Après avoir subi les rappels et les pleurs de Ruby – il y a eu beaucoup de larmes – ainsi que deux heures de vol, j'arrive enfin à Seattle.

En atteignant les portes de sortie, le manque total de soleil est la première chose que je remarque. Si le beau temps ne s'arrêtait jamais dans la ville californienne, je sens que ça ne risque pas d'arriver régulièrement ici. Après tout, c'est comme ça qu'elle est surnommée : la ville de la pluie.

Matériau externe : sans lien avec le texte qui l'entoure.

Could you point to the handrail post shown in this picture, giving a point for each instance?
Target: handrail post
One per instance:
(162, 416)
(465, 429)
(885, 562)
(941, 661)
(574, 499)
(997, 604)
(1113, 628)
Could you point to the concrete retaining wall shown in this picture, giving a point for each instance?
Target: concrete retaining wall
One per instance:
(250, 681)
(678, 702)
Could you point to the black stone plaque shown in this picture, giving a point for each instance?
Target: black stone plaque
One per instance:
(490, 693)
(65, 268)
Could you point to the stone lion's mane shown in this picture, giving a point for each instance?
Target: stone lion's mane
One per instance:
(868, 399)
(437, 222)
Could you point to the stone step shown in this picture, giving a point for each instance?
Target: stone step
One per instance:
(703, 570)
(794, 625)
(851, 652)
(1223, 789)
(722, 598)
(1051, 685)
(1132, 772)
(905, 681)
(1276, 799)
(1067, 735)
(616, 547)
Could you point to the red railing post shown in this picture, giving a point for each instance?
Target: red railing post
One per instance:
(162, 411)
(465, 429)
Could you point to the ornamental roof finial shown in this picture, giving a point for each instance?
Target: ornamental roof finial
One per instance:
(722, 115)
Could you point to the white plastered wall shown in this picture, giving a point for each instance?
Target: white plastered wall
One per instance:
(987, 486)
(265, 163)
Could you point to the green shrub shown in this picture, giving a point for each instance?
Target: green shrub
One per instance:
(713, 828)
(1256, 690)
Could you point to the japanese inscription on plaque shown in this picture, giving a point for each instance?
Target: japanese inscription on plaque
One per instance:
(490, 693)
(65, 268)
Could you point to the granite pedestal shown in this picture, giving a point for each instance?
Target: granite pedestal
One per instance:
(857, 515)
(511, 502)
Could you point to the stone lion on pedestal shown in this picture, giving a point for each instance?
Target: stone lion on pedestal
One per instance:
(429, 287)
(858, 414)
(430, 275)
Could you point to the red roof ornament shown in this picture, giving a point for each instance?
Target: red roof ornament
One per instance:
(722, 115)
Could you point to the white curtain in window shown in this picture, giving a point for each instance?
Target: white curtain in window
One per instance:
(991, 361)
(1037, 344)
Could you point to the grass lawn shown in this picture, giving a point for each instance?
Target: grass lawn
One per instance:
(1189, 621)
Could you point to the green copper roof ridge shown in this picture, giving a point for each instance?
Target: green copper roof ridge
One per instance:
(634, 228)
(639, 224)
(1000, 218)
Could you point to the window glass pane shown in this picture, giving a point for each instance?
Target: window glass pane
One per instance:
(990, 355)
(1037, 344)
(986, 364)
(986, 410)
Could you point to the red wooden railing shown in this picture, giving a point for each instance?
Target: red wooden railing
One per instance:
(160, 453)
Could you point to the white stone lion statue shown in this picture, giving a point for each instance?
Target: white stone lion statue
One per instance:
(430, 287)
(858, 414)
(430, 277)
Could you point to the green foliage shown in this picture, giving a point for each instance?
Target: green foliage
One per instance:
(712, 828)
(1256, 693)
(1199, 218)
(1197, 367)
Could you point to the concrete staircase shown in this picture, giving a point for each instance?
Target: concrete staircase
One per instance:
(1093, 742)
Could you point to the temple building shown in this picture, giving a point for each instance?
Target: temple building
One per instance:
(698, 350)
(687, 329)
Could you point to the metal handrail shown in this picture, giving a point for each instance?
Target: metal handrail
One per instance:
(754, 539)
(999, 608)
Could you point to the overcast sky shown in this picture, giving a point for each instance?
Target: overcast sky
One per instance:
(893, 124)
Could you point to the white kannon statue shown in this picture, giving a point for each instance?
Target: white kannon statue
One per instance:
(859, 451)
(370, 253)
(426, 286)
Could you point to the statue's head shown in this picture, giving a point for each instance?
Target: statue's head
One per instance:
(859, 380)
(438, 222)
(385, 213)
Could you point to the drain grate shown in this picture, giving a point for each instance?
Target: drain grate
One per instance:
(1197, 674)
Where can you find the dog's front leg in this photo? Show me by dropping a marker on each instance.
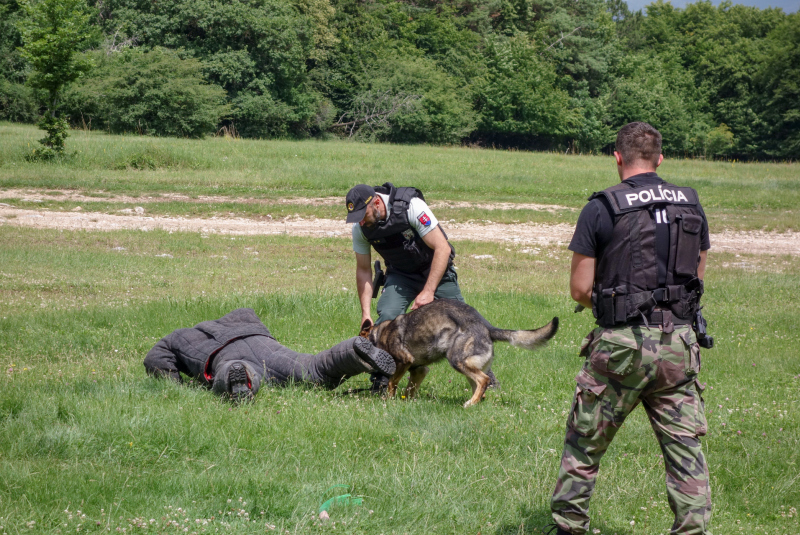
(416, 376)
(394, 380)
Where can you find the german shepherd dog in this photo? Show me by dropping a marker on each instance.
(451, 329)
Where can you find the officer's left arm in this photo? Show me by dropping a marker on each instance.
(441, 257)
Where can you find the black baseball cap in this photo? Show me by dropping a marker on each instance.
(357, 200)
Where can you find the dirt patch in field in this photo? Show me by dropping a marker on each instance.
(66, 195)
(752, 242)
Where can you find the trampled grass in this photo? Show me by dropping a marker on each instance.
(88, 443)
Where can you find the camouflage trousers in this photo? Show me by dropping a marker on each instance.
(626, 366)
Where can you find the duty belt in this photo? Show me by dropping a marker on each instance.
(656, 317)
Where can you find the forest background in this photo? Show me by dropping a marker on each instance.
(719, 82)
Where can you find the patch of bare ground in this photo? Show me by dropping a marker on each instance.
(751, 242)
(66, 195)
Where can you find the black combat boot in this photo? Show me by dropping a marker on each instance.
(239, 383)
(382, 362)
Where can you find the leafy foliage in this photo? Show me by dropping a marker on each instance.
(53, 33)
(718, 81)
(151, 93)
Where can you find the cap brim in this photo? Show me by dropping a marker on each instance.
(356, 215)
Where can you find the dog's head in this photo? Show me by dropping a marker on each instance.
(374, 333)
(366, 328)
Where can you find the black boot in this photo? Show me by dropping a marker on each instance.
(381, 361)
(348, 358)
(236, 380)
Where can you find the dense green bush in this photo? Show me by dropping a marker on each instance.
(150, 93)
(18, 102)
(440, 114)
(519, 95)
(559, 74)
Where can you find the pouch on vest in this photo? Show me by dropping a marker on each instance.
(686, 259)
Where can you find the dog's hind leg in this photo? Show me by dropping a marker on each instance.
(394, 380)
(472, 367)
(416, 376)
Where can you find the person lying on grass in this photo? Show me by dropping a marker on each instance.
(234, 354)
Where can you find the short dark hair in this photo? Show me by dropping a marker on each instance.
(639, 141)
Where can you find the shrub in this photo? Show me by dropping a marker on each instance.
(17, 102)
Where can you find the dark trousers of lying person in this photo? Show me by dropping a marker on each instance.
(236, 353)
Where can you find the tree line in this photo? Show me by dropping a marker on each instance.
(534, 74)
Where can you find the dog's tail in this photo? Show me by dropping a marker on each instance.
(532, 339)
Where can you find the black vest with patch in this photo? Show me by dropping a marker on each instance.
(401, 247)
(648, 272)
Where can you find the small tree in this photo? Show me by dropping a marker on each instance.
(53, 33)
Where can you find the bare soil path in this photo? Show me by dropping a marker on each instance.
(750, 242)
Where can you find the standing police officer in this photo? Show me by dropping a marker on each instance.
(639, 256)
(400, 226)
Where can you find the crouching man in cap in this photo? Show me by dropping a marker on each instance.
(236, 353)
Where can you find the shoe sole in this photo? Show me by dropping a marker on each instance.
(382, 361)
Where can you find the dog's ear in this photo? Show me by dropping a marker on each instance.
(366, 328)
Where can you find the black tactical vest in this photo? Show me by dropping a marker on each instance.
(652, 259)
(395, 239)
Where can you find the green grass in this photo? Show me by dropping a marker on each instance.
(735, 195)
(83, 429)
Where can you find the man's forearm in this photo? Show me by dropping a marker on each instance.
(441, 258)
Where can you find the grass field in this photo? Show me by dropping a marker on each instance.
(737, 196)
(88, 443)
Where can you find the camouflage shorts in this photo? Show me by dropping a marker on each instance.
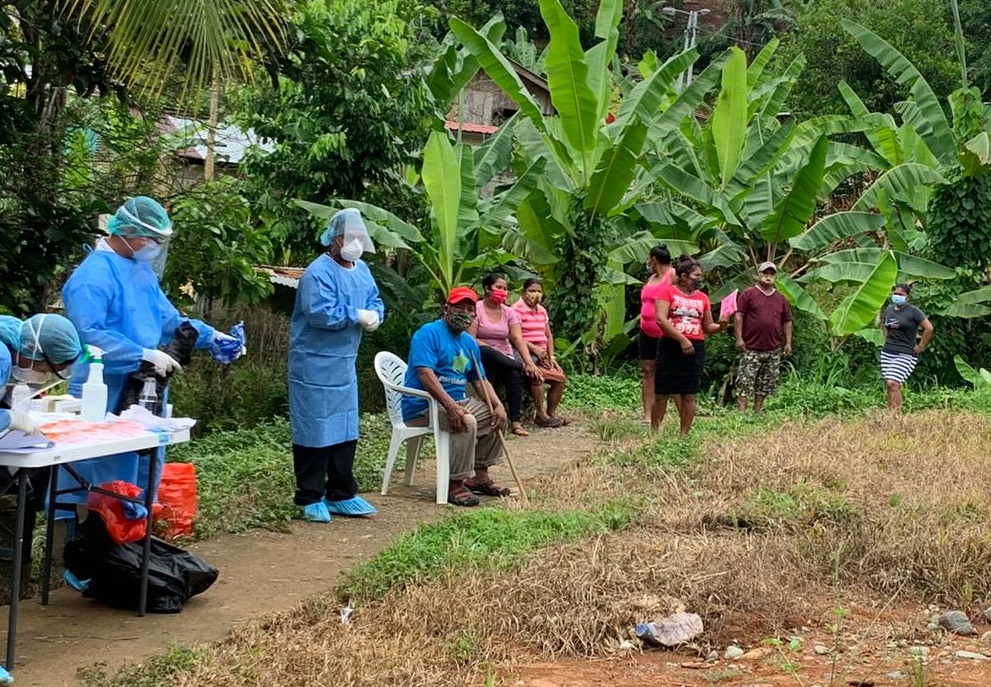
(758, 373)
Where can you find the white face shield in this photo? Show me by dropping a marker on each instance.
(355, 241)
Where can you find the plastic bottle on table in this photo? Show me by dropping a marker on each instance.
(95, 393)
(20, 398)
(149, 396)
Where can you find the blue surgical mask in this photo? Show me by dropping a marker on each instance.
(148, 252)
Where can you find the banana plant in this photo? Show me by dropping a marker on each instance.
(594, 171)
(460, 235)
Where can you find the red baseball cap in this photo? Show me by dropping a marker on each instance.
(461, 293)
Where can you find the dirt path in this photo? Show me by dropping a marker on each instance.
(260, 572)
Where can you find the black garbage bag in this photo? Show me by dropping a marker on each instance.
(114, 571)
(181, 348)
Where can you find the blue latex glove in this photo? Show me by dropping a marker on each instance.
(226, 348)
(134, 511)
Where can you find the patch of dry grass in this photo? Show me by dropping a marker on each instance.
(760, 535)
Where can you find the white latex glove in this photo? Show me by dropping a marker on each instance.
(369, 320)
(163, 362)
(20, 422)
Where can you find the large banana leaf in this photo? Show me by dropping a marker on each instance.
(560, 169)
(442, 180)
(793, 211)
(902, 182)
(839, 226)
(729, 119)
(774, 103)
(455, 68)
(908, 265)
(850, 271)
(618, 165)
(567, 78)
(798, 296)
(506, 202)
(616, 170)
(600, 56)
(499, 69)
(495, 154)
(756, 67)
(688, 101)
(635, 249)
(860, 308)
(927, 117)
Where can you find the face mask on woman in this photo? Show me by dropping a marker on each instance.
(532, 298)
(352, 251)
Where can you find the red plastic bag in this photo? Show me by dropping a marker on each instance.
(177, 494)
(111, 510)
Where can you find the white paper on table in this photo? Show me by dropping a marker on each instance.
(24, 443)
(727, 308)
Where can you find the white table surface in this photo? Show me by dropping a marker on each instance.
(70, 453)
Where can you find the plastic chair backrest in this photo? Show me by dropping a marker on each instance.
(391, 369)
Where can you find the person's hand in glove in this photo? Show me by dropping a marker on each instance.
(226, 348)
(369, 320)
(20, 422)
(164, 363)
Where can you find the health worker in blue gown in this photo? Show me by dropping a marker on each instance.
(35, 352)
(336, 301)
(114, 300)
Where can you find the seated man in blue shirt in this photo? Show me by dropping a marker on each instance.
(443, 358)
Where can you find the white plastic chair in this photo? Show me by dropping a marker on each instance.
(391, 370)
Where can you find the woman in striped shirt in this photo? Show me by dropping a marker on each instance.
(540, 342)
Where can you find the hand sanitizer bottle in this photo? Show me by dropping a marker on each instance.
(20, 398)
(94, 407)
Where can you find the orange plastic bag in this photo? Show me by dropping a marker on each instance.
(177, 494)
(111, 509)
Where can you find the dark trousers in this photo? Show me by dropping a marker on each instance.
(505, 372)
(324, 471)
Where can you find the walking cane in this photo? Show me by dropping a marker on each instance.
(502, 441)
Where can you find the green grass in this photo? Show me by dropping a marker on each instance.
(245, 477)
(486, 538)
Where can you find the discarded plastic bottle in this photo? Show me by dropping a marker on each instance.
(675, 629)
(149, 396)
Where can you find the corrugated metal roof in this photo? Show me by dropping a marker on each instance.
(230, 142)
(470, 128)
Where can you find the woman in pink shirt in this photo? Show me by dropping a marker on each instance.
(505, 356)
(659, 266)
(536, 329)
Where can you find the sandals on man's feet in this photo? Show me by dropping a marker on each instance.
(462, 497)
(488, 488)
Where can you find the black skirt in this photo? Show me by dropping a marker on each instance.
(648, 346)
(676, 372)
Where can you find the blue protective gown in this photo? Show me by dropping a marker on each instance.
(324, 340)
(117, 305)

La chaleur est sans doute une chose que je vais particulièrement manquer une fois installée – j'en suis même convaincue. Ayant toujours vécu à Los Angeles, accompagnée de ses interminables plages et de son soleil inépuisable, c'est tout ce que j'ai toujours connu.

Je ne suis peut-être qu'à deux heures d'elle, mais c'est comme si je débarquais sur une autre planète.

J'ai bien l'impression que le changement sera quelque peu brutal.

Au bout d'un moment, le bruit qu'effectuent les roues de ma valise contre le sol parvient à m'agacer, même avec mes écouteurs dans les oreilles. Exténuée, je les range dans la poche de ma veste et reprends la marche jusqu'à la foule de personnes qui attendent les passagers de mon avion.

À cette heure-ci, nous sommes nombreux ; parmi tous ces gens, je me retrouve donc en pleine jungle. Chacun des chauffeurs tient une feuille, un papier plastifié ou n'importe quel autre support pour repérer leur client. Et puis, juste à côté, je tombe sur les familles qui sont excitées de retrouver leurs proches.

Dans toute cette masse, je distingue un homme à la posture parfaitement droite – digne d'un danseur étoile –, tenant entre ses mains le même papier plastifié que ses homologues.

Je reconnais immédiatement les lettres de mon nom.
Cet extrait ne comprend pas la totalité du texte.